# RSA Cryptography

Published on

Updated on

4 minute reading time

*Warning*: This post has not been modified for over 2 years. For technical posts, make sure that it is still relevant.

# Introduction

Why do we need Cryptography? Well let’s say Bob is purchasing things from Alice over the internet. He wants to give Alice his credit card details to complete his transaction, but he feels uncomfortable with the thought that others can possibly read it as well. RSA is a cryptosystem that underlies HTTPS, and this gives Bob a sense of security that only Alice can see his message.
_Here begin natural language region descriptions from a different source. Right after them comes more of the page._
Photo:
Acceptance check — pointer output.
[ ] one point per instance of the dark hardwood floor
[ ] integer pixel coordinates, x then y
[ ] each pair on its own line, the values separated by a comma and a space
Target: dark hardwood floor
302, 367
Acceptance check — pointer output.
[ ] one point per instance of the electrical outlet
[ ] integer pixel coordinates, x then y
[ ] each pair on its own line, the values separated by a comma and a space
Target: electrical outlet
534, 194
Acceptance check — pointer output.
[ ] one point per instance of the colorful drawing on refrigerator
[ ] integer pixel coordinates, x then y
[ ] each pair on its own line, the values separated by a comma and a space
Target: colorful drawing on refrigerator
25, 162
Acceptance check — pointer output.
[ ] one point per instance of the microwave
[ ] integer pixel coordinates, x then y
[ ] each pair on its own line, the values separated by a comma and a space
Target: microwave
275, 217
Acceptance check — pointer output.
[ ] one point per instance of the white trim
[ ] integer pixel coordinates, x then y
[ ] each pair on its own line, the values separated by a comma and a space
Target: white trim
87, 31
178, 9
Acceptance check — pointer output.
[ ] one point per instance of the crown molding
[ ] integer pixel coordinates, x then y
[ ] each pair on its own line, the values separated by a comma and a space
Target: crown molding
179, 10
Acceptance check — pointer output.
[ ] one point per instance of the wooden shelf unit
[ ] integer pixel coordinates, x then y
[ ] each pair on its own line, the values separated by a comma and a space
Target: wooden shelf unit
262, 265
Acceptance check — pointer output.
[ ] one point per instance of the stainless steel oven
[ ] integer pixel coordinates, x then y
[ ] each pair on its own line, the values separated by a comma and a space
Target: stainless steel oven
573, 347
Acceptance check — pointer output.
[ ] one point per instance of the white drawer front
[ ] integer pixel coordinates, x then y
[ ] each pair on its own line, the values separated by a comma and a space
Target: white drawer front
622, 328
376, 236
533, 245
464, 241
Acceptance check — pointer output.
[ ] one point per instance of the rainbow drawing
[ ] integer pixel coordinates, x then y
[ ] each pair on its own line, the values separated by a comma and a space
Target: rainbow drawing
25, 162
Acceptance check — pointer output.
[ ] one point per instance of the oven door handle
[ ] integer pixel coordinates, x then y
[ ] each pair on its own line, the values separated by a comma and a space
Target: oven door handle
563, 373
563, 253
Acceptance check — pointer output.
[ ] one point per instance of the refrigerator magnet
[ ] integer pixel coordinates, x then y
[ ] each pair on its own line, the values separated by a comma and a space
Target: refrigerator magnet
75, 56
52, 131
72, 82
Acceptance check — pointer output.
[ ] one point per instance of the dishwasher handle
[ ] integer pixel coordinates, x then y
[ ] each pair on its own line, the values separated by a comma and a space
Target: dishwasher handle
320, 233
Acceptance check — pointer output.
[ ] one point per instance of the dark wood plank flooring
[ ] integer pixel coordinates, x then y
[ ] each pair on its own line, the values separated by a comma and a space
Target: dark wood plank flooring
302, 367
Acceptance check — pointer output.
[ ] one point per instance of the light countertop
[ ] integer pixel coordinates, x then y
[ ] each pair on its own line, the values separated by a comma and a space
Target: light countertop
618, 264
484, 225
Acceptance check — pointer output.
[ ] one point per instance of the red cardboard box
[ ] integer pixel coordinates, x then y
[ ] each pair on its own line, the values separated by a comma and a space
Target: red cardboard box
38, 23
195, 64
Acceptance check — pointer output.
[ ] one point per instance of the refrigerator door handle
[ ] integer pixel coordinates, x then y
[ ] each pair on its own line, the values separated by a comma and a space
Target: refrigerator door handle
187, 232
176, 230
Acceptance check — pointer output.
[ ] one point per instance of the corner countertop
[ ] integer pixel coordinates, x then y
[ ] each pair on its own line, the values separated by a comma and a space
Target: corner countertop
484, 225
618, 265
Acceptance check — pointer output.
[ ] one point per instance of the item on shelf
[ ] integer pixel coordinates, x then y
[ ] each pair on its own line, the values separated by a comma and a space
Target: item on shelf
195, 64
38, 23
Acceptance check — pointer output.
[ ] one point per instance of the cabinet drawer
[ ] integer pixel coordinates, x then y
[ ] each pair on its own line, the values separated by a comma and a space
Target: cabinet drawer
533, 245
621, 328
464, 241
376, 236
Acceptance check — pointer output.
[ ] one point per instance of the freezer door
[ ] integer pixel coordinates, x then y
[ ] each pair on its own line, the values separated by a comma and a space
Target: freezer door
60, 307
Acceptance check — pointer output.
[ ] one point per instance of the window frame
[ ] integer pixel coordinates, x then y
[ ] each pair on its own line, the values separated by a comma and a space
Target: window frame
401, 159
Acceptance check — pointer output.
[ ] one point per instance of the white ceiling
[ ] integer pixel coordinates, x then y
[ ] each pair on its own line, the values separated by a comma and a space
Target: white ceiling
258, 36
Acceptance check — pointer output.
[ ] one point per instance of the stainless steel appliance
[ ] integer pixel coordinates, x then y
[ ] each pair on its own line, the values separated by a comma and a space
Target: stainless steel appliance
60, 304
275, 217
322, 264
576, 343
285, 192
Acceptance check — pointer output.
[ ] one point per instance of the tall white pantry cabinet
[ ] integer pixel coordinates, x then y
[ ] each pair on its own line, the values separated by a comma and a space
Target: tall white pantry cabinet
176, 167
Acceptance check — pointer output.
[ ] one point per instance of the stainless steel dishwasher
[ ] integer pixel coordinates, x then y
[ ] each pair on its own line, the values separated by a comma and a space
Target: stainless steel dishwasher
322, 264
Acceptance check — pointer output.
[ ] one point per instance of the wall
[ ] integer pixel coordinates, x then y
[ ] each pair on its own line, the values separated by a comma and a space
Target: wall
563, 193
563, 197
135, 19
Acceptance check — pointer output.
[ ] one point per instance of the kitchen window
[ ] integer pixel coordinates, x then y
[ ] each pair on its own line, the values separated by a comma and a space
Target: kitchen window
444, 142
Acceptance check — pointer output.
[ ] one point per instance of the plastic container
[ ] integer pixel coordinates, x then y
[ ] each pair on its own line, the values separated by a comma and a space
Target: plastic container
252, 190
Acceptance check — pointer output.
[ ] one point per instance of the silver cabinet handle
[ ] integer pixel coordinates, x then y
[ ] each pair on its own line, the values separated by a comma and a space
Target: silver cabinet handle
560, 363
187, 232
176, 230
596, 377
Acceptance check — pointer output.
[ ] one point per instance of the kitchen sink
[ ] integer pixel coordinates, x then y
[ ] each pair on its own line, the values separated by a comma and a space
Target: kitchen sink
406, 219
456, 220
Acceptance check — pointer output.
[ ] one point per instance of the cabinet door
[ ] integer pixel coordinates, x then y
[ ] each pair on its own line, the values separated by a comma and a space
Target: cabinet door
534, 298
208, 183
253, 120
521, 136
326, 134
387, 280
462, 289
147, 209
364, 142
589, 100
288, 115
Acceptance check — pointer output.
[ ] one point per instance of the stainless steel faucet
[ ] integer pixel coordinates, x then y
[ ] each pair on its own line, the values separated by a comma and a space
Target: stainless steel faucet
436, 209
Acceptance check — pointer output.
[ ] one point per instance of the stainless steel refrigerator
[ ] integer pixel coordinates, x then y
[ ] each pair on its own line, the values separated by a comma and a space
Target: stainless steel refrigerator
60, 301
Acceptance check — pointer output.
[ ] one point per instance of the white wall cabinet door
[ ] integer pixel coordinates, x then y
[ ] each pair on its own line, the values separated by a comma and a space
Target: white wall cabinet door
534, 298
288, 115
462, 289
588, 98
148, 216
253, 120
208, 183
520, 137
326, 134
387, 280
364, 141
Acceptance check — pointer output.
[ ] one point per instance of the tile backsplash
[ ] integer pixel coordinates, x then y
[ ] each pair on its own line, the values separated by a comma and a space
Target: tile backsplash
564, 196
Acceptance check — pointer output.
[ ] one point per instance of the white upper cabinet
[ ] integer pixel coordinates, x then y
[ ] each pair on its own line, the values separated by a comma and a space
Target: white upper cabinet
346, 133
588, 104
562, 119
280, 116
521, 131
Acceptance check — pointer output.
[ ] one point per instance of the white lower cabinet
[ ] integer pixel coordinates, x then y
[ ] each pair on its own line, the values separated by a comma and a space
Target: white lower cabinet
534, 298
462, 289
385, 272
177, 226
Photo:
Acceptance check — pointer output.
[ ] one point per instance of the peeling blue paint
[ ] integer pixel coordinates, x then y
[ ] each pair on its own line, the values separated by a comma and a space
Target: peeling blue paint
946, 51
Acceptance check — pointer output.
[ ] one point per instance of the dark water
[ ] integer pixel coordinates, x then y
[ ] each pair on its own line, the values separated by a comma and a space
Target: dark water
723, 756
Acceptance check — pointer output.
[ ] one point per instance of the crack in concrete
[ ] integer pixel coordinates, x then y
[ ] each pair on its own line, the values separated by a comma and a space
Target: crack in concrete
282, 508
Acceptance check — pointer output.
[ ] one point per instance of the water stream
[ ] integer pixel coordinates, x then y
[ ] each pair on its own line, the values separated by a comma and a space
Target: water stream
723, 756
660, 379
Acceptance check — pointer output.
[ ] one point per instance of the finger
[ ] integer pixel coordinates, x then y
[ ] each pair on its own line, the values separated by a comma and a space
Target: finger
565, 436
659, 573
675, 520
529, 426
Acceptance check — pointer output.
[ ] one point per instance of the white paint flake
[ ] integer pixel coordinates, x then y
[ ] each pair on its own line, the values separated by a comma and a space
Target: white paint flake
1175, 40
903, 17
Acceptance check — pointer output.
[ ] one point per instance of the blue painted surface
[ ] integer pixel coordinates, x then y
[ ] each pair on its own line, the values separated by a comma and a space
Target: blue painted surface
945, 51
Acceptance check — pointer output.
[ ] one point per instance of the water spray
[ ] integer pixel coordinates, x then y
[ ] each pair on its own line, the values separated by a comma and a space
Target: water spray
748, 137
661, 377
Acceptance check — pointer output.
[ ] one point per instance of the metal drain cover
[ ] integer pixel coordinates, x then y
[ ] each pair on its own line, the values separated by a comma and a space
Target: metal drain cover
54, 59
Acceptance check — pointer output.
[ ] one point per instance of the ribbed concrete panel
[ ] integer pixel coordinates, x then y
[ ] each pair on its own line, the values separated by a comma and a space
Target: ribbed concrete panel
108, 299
The journey of RSA starts in 1976 when Whitfield Diffie and Martin Hellman published a framework describing an asymmetric public-private key cryptosystem through four key steps:

- Key Generation
- Key Distribution
- Encryption with one-way function (using a public key)
- Decryption (using a private key)

They left the one-way function undefined, making it an open problem for the community. Ron **R**ivest, Adi **S**hamir, and Leonard **A**dleman at MIT took up this challenge. Rivest and Shamir were Computer Scientists trying to come up with this function while Adleman was the mathematician tasked with finding flaws in their discoveries. After working together to develop the RSA cryptosystem in 1977, Rivest, Shamir, and Adleman went on to found the organization RSA Data Security in 1982.

# RSA Algorithm

In this section, we’ll look at the RSA algorithm through the lens of the four steps listed in the previous section.

#### Key Generation

Alice needs to generate public and private keys through the following method:

- Choose two distinct prime integers $p$ and $q$.
- Compute $n = pq$. The integer $n$ will be later released as part of the
*public key*. - Calculate $\phi(n)$ which by the Euler’s Totient Product of Primes property is $(p - 1)(q - 1)$.
- Choose $e \in \mathbb{Z}$ such that $e$ and $\phi(n)$ are relatively prime. The integer $e$ will also be released as part of the
*public key*. - Calculate $d$, the multiplicative inverse of $e$ modulo $\phi(n)$. The integer $d$ will be kept secret as the
*private key*.

#### Key Distribution

For Bob to send a message to Alice, he will need to know Alice’s public key $n$ and $e$. Bob, however, does not need to know Alice’s prime integers $p$ and $q$ that divide $n$. Nor does he need to know the private key $d$.

#### Encryption

Let $m \in \mathbb{Z}_n$ be the message that Bob wants to send. Bob calculates this number from his message using an agreed-upon reversible algorithm. The ciphertext or encrypted block $c$ is computed by, $c \equiv m^e$ (mod $n$). Bob then sends the ciphertext to Alice.

#### Decryption

Alice receives this ciphertext $c$ from Bob and then can recover the original message $m$ by computing $c^d$ modulo $n$. How is this possible? Well recall that $c^d \equiv (m^e)^d$. Then, $c^d \equiv m^{ed}$ by exponent rules. Recall that $e$ and $d$ are multiplicative inverses modulo $\phi(n)$. Therefore by definition, $ed = 1 + \phi(m)t$ for some $t \in \mathbb{Z}$. Then,

\begin{align*} c^d &\equiv m^{1 + \phi(n)t} \\ &\equiv m(m^{\phi(n)})^t \end{align*}

Well since $n$ is prime, by Euler’s Theorem $m^{\phi(n)} \equiv 1$ modulo $n$. Thus, $c^d \equiv m \cdot 1^t \equiv m$ modulo $n$. Through this short proof, we can see that Alice successfully retrieves Bob’s message $m$ just by raising the ciphertext $c$ to the power of the private key $d$.

## Example

Let’s run through a short example of this algorithm with small integers. Let $p = 3, q = 5$. Then $n = pq = 15$. We then calculate $\phi(n) = \phi(p)\phi(q) = 2(4) = 8$. An integer $e$ that is relatively prime to $\phi(n)$ is $11$. Finally we compute the inverse of $e$ modulo $\phi(n)$.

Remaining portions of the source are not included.